The Great Surmise says simply this: At the heart of all creation lies a good intent, a purposeful goodness, from which we come, by which we live our fullest, and to which we shall at last return. This is the supreme mystery of our lives. This goodness is ultimate-not fate, not freedom, not mystery, energy, order, nor finitude, but this good intent in creation is our source, our center, and our destiny. . . Our work on earth is to explore, enjoy, and share this goodness. "Neither duty nor suffering nor progress nor conflict-not even survival-is the aim of life, but joy. Deep, abiding, uncompromised joy.”

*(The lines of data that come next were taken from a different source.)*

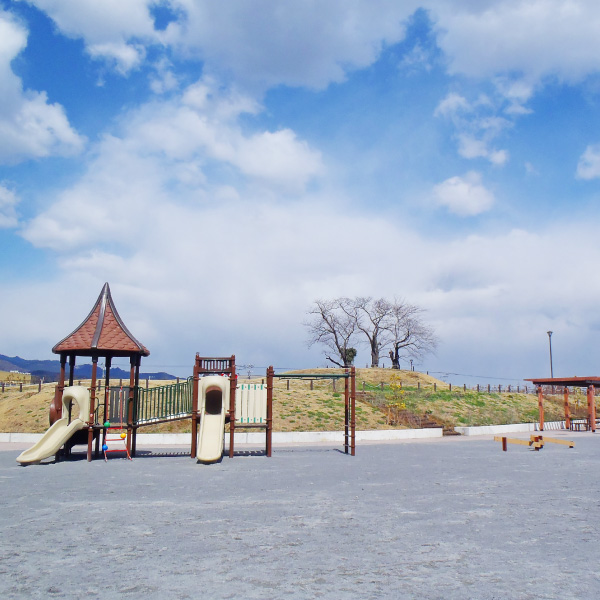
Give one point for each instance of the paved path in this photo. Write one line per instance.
(446, 519)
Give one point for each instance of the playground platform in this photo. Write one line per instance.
(451, 518)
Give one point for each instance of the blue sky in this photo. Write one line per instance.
(222, 165)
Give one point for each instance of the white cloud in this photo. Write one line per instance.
(260, 43)
(588, 166)
(192, 146)
(477, 124)
(8, 203)
(464, 196)
(452, 105)
(30, 126)
(112, 29)
(537, 39)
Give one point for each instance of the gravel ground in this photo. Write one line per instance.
(454, 518)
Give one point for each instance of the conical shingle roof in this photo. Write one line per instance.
(102, 333)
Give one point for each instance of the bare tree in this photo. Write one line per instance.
(395, 324)
(372, 318)
(335, 329)
(410, 336)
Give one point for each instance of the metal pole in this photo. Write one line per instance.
(550, 343)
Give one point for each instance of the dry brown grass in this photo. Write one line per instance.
(322, 409)
(296, 409)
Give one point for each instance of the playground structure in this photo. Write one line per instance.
(211, 398)
(591, 383)
(535, 442)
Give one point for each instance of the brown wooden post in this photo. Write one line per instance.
(195, 410)
(130, 404)
(270, 373)
(106, 396)
(352, 411)
(567, 415)
(233, 385)
(56, 406)
(347, 413)
(594, 410)
(92, 407)
(591, 408)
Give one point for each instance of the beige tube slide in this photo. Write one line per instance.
(214, 394)
(61, 431)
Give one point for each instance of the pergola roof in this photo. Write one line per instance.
(102, 333)
(567, 381)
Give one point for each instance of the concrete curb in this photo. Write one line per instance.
(513, 428)
(294, 437)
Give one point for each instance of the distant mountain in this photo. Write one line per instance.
(49, 370)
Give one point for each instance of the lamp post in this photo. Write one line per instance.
(550, 343)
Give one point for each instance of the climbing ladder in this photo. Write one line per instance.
(116, 409)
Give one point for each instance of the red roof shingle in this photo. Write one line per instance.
(102, 333)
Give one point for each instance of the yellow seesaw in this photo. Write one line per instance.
(535, 441)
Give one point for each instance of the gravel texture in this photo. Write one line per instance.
(452, 518)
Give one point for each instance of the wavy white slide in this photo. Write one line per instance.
(61, 431)
(215, 399)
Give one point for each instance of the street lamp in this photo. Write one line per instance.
(550, 342)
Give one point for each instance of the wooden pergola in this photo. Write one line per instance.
(591, 383)
(102, 334)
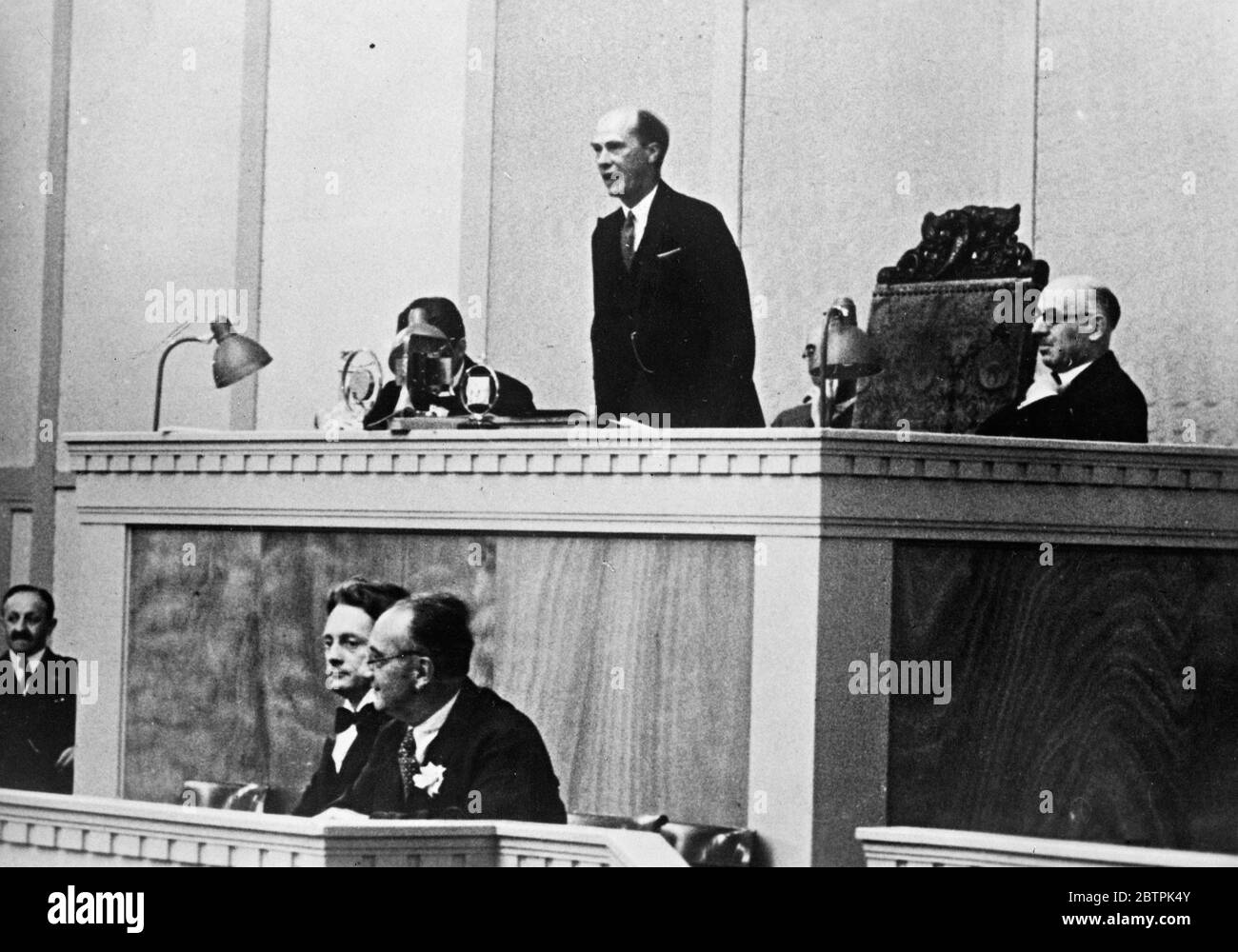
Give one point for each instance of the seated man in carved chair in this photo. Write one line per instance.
(1081, 392)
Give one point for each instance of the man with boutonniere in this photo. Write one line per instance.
(453, 750)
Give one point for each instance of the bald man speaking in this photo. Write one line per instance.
(1080, 392)
(672, 326)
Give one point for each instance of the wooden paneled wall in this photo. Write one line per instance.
(631, 655)
(1107, 680)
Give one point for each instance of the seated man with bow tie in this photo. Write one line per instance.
(454, 750)
(37, 697)
(1080, 392)
(351, 609)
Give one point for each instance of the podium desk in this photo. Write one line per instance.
(53, 829)
(696, 621)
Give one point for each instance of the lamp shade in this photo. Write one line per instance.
(849, 353)
(236, 358)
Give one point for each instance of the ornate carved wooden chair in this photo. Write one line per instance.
(952, 320)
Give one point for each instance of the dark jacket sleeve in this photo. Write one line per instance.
(512, 778)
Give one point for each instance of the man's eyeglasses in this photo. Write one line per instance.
(374, 660)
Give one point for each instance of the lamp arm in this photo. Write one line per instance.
(162, 359)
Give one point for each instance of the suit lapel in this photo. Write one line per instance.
(654, 229)
(454, 729)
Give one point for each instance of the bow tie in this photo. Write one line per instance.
(346, 718)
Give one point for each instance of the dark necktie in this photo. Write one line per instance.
(628, 240)
(346, 718)
(408, 758)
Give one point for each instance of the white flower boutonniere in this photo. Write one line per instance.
(429, 778)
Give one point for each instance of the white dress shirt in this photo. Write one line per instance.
(640, 210)
(1044, 386)
(429, 729)
(345, 738)
(23, 664)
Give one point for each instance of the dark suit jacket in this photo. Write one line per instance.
(326, 783)
(35, 728)
(1102, 403)
(675, 334)
(496, 767)
(515, 400)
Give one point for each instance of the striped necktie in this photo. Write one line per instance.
(628, 240)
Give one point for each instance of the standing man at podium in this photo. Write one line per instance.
(351, 609)
(672, 326)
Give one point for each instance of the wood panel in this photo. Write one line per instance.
(1069, 679)
(634, 659)
(631, 656)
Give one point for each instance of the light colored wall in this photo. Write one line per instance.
(25, 75)
(557, 69)
(845, 98)
(388, 124)
(1139, 102)
(152, 169)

And that leads us full circle to a service by Jim Sanders called Search for Meaning, based on a chapter from Forrest Church’s book “The Cathedral of the World – which we were gifted 10 copies from the Riverside Church.

“My belief that religion is our human response to the dual reality of being alive and knowing we must die initially emerged from my experience with people who were dying, with families who were struggling. Each of us is a religious being. In death’s shadow, we ponder who we are, why we live, what the purpose of our life is, where we come from and where we are going. In this many-chambered crucible of bewilderment and wonder, our religion is forged.

He invites us into “looking forward to the present. (Enjoying what you have as if in the state of anticipation rather than aching longingly for that which very likely will not be.) By focusing one’s energy, to the extent that it is possible, on the present, one is liberated from fears of the future and also liberated fro regrets about the past. … The opposite of wishful thinking, is thoughtful thinking. I (thinking to wish for what you’ve got right now.) What we have right now is this day with the wind blowing and the mottled light on the mountains in this beautiful place, carrying on a conversation with another human being who is going to die. It’s very precious. It’s a miracle that we’re even able to converse. We tend, I think, to take our lives for granted rather than receiving them daily as a gift. I would hope that each day I live I might, through some encounter, be born again to an awareness and appreciation for the gift of life, the mystery of being, the wonder and the miracle. Not the miracle out there, but the miracle in here.”

And there you have it: From possibility to living a meaningful life – All explored here at the Upper Delaware Unitarian Universalist Fellowship. We are living our mission: individual expression, creative worship, good works.

We look forward to this year’s programming and the opportunity to explore what makes us human, how we how love is expressed through our beings and how through our participation with the Fellowship we bless ourselves and our precious world.

Closing: 

What we call a beginning is often the end
And to make an end is to make a beginning
The end is where we start from

We shall not cease from exploration
And the end of all our exploring
Will be to arrive where we started
And know the place for the first time.